In a Saturday Slack thread discussing Preeti’s killing, Palantir workers questioned both the ethics and business logic of continuing the company’s work with ICE.
“Our involvement in the ice issue internally has been swept under the rug under Trump II too much,” one person wrote. “We need to understand our involvement here.”
“Can Palantir put any pressure on ICE at all?” another wrote. “I’ve read stories of people being arrested who were seeking asylum without an order to leave the country, had no criminal record, and were constantly in contact with the authorities. There’s literally no reason to be arrested. Surely we’re not helping to do that?”
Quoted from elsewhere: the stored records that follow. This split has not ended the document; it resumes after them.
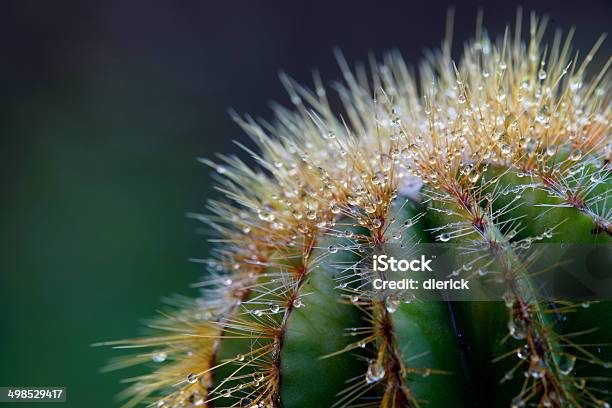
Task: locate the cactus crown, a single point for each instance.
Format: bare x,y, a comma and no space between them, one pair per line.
330,188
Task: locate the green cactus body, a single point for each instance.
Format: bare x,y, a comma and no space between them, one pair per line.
507,148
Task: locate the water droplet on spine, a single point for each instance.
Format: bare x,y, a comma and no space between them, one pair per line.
159,357
376,372
575,155
445,237
391,303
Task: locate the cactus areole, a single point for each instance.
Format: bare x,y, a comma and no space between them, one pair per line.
390,253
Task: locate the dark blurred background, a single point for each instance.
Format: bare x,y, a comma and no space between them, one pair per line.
104,108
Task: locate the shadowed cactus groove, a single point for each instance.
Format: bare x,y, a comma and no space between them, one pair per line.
504,148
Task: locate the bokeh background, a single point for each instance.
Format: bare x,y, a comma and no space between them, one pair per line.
104,108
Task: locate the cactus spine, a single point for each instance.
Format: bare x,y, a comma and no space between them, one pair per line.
507,147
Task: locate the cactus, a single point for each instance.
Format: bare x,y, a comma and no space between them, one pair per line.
507,147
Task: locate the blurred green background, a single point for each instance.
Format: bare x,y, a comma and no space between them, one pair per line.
105,107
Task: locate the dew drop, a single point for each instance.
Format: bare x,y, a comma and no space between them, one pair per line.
391,303
474,177
196,399
575,155
542,74
375,372
159,357
445,237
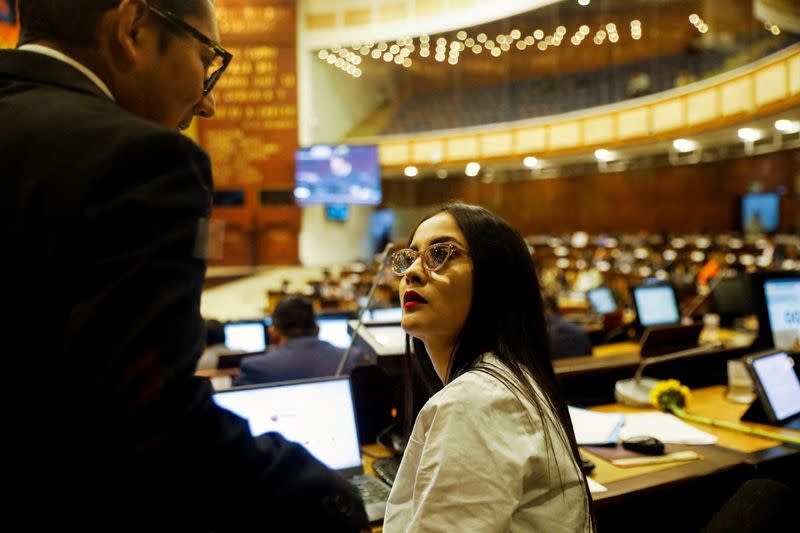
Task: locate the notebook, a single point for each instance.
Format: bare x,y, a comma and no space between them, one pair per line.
778,387
317,413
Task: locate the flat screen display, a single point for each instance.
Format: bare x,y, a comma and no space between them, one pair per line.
331,174
760,212
337,212
779,383
334,331
246,336
656,305
783,307
317,414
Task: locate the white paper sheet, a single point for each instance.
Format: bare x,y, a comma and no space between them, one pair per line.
592,427
667,428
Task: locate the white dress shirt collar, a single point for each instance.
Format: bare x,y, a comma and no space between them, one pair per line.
55,54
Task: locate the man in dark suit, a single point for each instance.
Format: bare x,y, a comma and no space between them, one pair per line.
106,208
297,353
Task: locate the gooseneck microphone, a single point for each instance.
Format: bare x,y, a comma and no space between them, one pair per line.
383,259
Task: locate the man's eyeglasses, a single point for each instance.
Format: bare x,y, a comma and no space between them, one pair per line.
219,61
434,257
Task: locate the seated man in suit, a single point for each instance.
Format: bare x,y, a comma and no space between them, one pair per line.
566,339
296,351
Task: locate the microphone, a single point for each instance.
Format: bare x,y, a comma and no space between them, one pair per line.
636,391
382,266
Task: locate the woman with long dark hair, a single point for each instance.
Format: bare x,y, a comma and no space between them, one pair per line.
493,449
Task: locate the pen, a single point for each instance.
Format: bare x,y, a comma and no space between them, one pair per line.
685,455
The discussion took place in a company-wide Slack channel dedicated to general global news coverage. Messages seen by WIRED received dozens of “+1” emoji responses from other workers who appeared to support requests for more information about Palantir’s relationship with ICE. Palantir did not respond to requests for comment from WIRED.
On Sunday, Courtney Bowman, Palantir’s global director of privacy and civil liberties engineering, responded to a flood of employee questions by linking to the company’s internal website describing Department of Homeland Security and immigration enforcement contracts. The post — which was last updated, at the time WIRED reviewed it, on January 24 by Akash Jain, who LinkedIn lists as chief technology officer and president of Palantir USG, which works with U.S. government agencies — says that in April 2025, Palantir began a six-month pilot program to support ICE in three key areas: “prioritizing and targeting enforcement operations,” “self-deportation tracking,” and “logistics-focused immigration lifecycle operations.” Planning and implementation.”
Those jobs It aligns with a $30 million contract that ICE awarded to Palantir in April for a platform called ImmigrationOS. According to contracting information provided by DHS at the time, the system would give ICE “near-real-time visibility” into people self-deporting and help the agency identify and select people to be deported. According to the Palantir wiki, the pilot program for these services was renewed in September for an additional six months, and self-deportation tracking is being “incorporated into the work to prioritize and target enforcement operations.”
Palantir has also started a new pilot program with U.S. Citizenship and Immigration Services (USCIS) to help officials “identify fraudulent benefits applications,” the wiki says. Trump administration Fraud allegations have been used To justify increased ICE presence in cities like Minneapolis.
“There have been increased and increasingly visible field operations focused on internal immigration enforcement that continue to draw attention to Palantir’s involvement with ICE,” the wiki says. “We believe our work can have a real, positive impact on Immigration and Customs Enforcement operations by providing officials and agents with the data needed to make more accurate and informed decisions. We are committed to giving our partners the best software for this mission, while recognizing the reputational risks we face when supporting immigration enforcement operations.”
The wiki acknowledges “increasing reports of US citizens being arrested and detained, as well as reports of racial profiling allegedly applied as a pretext for the detention of some US citizens,” but argues that ICE’s Palantir agents “remain committed to avoiding the unlawful/unnecessary targeting, arrest, and detention of US citizens wherever and however possible.”